Author Judith Johnson is a chaplain and interfaith minister with many years of experience counseling people on death’s door. She warns all of us that doctors don’t like to talk about death (neither do we!); it’s okay to be afraid of your death or of the death of someone else; and most of all, “Death is not optional, but love is.”
Johnson wants to remove what she calls “The Death Taboo,” meaning the common awkwardness that most of us feel being around death, near those who are dying, and talking about death. This carries “ten costs,” she explains — which include living in fear, being ill-informed and unprepared, and postponing and avoiding necessary end-of-life planning. Death is a normal part of life, she urges, and we need to begin by accepting that fact.

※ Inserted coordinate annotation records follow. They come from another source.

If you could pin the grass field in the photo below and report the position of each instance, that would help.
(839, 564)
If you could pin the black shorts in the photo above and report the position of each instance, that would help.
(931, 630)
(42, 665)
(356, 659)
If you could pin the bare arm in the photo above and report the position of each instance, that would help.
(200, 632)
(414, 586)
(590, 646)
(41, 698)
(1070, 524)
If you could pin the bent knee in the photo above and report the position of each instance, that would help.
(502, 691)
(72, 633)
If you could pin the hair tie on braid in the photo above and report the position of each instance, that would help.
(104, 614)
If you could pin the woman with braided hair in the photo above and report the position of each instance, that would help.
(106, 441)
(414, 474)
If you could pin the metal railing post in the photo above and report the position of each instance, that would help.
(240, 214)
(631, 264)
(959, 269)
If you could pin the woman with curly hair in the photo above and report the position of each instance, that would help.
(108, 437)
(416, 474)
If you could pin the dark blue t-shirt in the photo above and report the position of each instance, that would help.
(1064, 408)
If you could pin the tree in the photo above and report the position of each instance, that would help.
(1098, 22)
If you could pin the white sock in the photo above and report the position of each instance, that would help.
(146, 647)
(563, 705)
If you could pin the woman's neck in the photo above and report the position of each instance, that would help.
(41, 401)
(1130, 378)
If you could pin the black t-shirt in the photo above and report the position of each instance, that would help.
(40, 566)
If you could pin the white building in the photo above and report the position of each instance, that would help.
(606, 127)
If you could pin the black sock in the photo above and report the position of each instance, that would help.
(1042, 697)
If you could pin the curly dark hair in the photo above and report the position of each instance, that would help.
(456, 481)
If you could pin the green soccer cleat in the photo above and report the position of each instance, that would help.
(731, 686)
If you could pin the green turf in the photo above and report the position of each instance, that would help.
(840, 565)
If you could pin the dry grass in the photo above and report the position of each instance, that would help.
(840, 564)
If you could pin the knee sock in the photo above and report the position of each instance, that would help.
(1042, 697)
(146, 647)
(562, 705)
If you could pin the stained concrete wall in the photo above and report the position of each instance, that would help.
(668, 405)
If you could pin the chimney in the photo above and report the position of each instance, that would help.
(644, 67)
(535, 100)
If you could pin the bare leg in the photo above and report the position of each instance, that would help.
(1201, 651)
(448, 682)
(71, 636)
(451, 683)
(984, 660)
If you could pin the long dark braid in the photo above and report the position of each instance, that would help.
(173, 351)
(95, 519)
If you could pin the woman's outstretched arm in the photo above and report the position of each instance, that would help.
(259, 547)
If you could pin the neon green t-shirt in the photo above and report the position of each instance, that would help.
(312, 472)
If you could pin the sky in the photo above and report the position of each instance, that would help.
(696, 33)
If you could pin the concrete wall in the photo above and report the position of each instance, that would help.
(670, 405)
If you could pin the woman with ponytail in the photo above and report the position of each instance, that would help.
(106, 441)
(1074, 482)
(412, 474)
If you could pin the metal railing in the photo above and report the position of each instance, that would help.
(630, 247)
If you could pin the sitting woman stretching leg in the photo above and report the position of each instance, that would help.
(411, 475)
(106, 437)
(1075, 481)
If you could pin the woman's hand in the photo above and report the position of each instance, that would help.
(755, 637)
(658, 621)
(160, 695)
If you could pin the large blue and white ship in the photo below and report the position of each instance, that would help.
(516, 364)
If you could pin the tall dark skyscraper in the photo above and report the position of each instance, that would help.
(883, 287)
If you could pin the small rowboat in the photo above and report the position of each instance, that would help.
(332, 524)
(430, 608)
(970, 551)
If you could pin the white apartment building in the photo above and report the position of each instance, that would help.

Insights from many psychological, religious, and spiritual teachings inform each chapter. Perhaps most of all, Johnson explains how Eastern teachings, particularly Tibetan Buddhist ones, have brought a larger understanding to how we view death and impermanence as natural parts of human life. She writes: “While I am not a practicing Buddhist, I find the Tibetan Buddhist teachings on death to be a source of great wisdom and potential liberation, particularly for those still under the influence of the Death Taboo in the West.” Quoting one of these teachers, for example, she writes, “Our fear of death, according to Sogyal Rinpoche, is the fear of life, of facing ourselves.”
The book is full of suggestions on how to be present with those who are grieving a loss or a death (see the spiritual practice link below).
There are also exercises for dying well, such as this one, on “Envisioning Your Victorious Death,” which we found most powerful and helpful:
“Gather together your favorite writing and drawing tools. Close your eyes and imagine that you are on your deathbed and there is a radiant smile on your face. You are not afraid. You know that you really gave your life your best. You feel peaceful and relaxed, regardless of any physical pain. Your beliefs are a comfort to you. Knowing that you are dying, you are curious and perhaps a little impatient to know what lies ahead. Those whom you most wish to be by your side are there with you. The music of your choice is softly playing in the background. A beautiful fragrance fills the air. Your consciousness is floating in and out. You are ready to let go of your life and loved ones. Look around at your surroundings. Where are you? Who is with you? What is going on in your mind? In your heart?”
There are forty of these sorts of exercises sprinkled throughout the chapters.
The book also excels at explaining concepts and practices that are becoming increasingly common in our lives, but are still not understood as they ought to be, such as hospice care, palliative care, healthcare proxies, Do Not Resuscitate (DNR) orders, and end-of-life decision-making.